His criticism is targeted specifically towards contentious plan 2 loans, which affect borrowers who went to university between 2012 and 2022. He also called for a greater emphasis on vocational education over degrees.
The former Labour cabinet minister said: “We’re in an absurd position where quite often a graduate in an average-paying job is paying a huge whack of their income in repaying their loan each month and not making any real dent […] This can’t be right.”
Regarding plan 2 loans, he added: “The rate of interest is too high, the threshold beyond which [graduates] start repaying is too low, and the chancellor didn’t help by freezing it for [the] next three years [in the 2025 Budget].”
Under the plan 2 system, graduates start repaying their loan once they earn more than £28,470 a year. The interest on their loan is calculated on a sliding scale, rising to the RPI rate of inflation plus 3 percentage points for those earning more than £51,245.
Plan 2 graduates owe an average of £43,033. This is only marginally less than the average of £47,550 owed by students on the plan who are not yet eligible to repay, due to not earning above the salary threshold.
The FT’s interview with Lord Smith came on the same day (16/03) as he was officially installed as chancellor at a ceremony in the Senate-House, following his election in July.
It also comes amid growing pressure on the government to reform the student loan system and reduce repayment burdens for borrowers. Last week, MPs launched an inquiry seeking graduate opinions on the suitability of the university financing system, and in February, Oxford’s chancellor Lord William Hague called for a “national conversation” about rising graduate debt and the job market.
Smith said that an answer to this problem could be to “ensure vocational education becomes much more respected and has a higher status than at the moment”. Having served as culture secretary in Sir Tony Blair’s government, he said that the administration’s target of having 50% of school leavers attending university may have incentivised too many students to prioritise higher education over vocational training.
Last year, Prime Minister Sir Keir Starmer replaced the university attendance target with an objective of at least two-thirds of people enrolling in university, a technical degree, or an apprenticeship by the age of 25.
Smith said that 50% was a “fairly arbitrary figure plucked out of the air,” and that “there will be many people who ended up aspiring to go to university for whom […] an academic education was perhaps not the very best way of taking their education forward”.
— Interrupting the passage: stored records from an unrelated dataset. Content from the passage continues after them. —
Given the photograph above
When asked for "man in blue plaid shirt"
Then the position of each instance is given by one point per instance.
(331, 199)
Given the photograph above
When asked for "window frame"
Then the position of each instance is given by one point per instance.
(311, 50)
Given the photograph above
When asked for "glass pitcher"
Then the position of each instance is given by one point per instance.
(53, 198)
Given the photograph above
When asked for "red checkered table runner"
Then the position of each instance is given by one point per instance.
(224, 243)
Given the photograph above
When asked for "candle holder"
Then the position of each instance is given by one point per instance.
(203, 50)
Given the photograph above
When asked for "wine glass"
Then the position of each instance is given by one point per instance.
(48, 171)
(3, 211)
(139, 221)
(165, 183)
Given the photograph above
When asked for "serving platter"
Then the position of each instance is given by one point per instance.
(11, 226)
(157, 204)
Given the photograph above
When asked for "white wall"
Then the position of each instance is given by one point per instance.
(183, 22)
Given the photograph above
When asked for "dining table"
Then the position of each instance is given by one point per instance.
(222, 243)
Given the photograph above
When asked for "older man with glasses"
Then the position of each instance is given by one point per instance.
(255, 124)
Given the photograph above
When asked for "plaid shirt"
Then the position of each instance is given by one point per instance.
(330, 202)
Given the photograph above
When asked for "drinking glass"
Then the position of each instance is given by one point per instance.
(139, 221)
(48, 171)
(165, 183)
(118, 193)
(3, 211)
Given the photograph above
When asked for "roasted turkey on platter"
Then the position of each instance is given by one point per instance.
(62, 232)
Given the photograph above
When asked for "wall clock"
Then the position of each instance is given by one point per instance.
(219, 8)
Smith also expressed criticism of the Home Office for restricting international students from bringing dependents with them to the UK. The government has defended this on the grounds of addressing abuses in the system, but Smith said this acted as a “huge disincentive to them coming,” adding: ’I don’t think they [the Home Office] recognise what [benefits] can come for UK plc from [overseas student] engagement.”
As part of a new initiative launching this year, Smith committed to raising “significantly more” than the £2 billion in the University’s last campaign to strengthen Cambridge’s finances and support the provision of a full university experience.
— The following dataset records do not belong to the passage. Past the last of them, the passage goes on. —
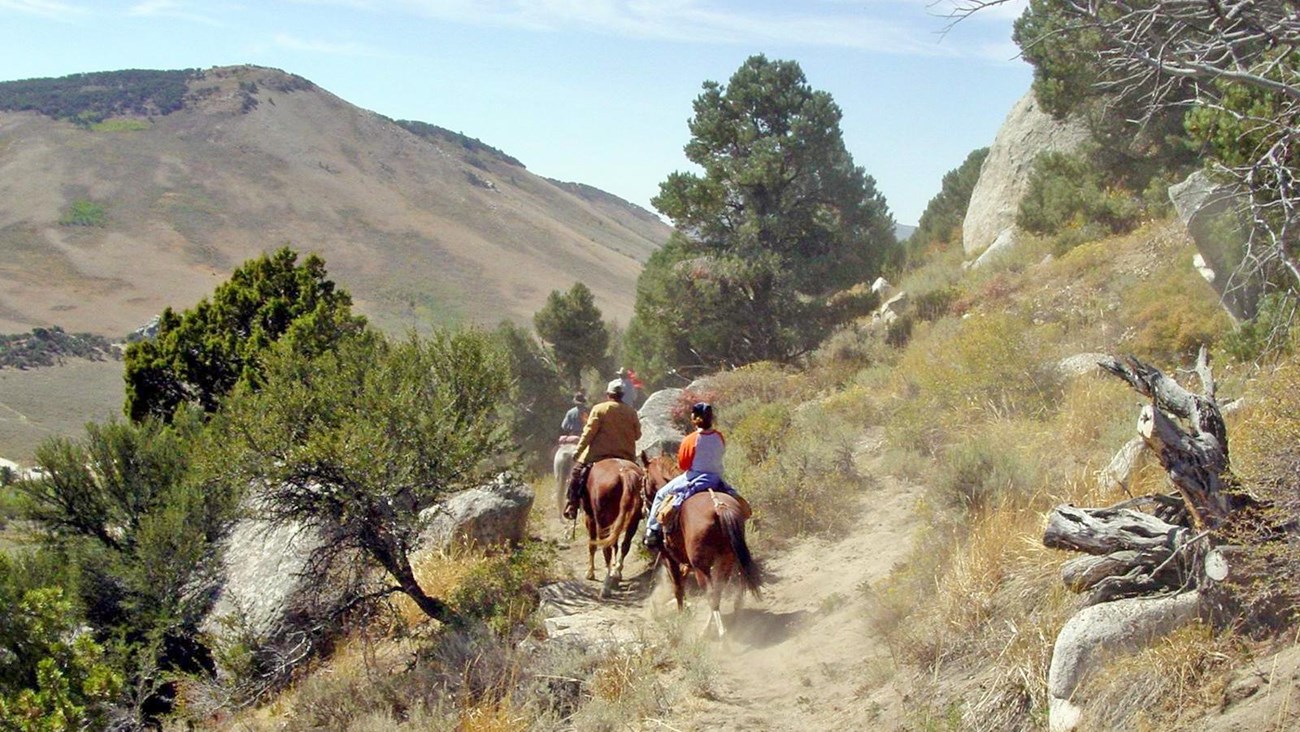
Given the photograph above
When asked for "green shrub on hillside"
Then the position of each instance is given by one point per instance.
(47, 346)
(1166, 334)
(202, 354)
(89, 99)
(941, 221)
(503, 589)
(1067, 193)
(56, 676)
(971, 371)
(85, 213)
He also called for greater commercialisation of university-generated ideas through the development of a new innovation hub and related investment.
He said: “We need to keep on reminding the UK government that universities, especially ones like Cambridge and Oxford, are centres of genuine excellence and can be catalysts for innovation, growth and discovery of new processes and products.”
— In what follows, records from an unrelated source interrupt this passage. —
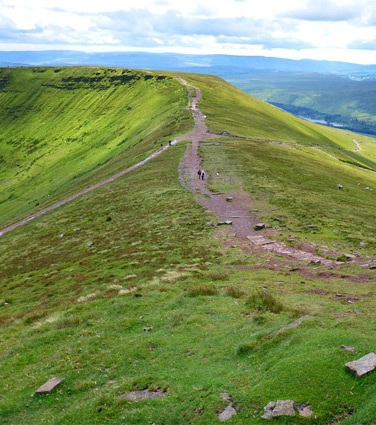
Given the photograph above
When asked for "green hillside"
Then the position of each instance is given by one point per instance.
(131, 286)
(333, 98)
(59, 126)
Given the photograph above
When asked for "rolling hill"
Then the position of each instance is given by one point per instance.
(135, 286)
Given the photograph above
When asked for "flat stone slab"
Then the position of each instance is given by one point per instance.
(228, 413)
(363, 365)
(141, 395)
(279, 408)
(49, 386)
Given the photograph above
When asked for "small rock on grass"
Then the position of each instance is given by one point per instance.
(346, 348)
(49, 386)
(363, 365)
(141, 395)
(259, 226)
(279, 408)
(227, 413)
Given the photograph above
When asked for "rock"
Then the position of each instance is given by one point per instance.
(346, 348)
(49, 386)
(225, 397)
(227, 413)
(141, 395)
(305, 411)
(279, 408)
(363, 365)
(291, 325)
(259, 226)
(147, 329)
(349, 257)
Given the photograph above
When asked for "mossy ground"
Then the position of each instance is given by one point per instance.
(78, 311)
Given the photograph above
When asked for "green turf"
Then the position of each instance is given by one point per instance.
(65, 128)
(75, 306)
As the 109th chancellor, Smith said that, in his decade-long term, he wants to “make sure the University is as committed to freedom of speech and academic freedom as it is now,” while ensuring the continued vitality of arts and humanities disciplines alongside the sciences.
Given the Trump administration’s “rather alarming” policies on universities, Smith said that the University stands to benefit from students across the globe opting for the UK over the US.
He told The FT: “If Cambridge is the beneficiary in getting some really bright students coming from elsewhere, so much the better.”